Children up to the age of five are to be kept in prison with their mothers as part of a new experiment at an all-women jail.
Cornton Vale is Scotland's only all-women prison
The move would see inmates living with their children in independent houses on the edge of the prison grounds at Cornton Vale, near Stirling.
The trial, believed to be the first of its kind in the UK, marks a radical departure from current practice.
Babies are allowed to remain with their imprisoned mothers for up to 18 months.
Cornton Vale governor Sue Brookes said she was aware of the criticism the initiative would attract but added that it was preferable to separating a mother from her child.
Speaking to the Scotland on Sunday newspaper, she said: "What's the point of putting these children into care?
"An open prison is a fairly natural environment.
"I would like the mums to be able to do the same things I can with my
children - to play with them and do their homework with them."

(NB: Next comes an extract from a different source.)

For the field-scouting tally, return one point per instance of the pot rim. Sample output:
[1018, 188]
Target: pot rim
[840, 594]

Ms Brookes told the paper, women with custody of young children will be able to progress to "independent living units" if the move is approved by a team of social workers and other experts.
The units have a television, kitchen and garden but the mother will have to
obey a curfew, report to the prison gate regularly and undergo drug testing.
After the children turn five they would be passed onto other family members or
carers until their mother was released.
Cornton Vale has about 340 inmates and is Scotland's only all-women prison.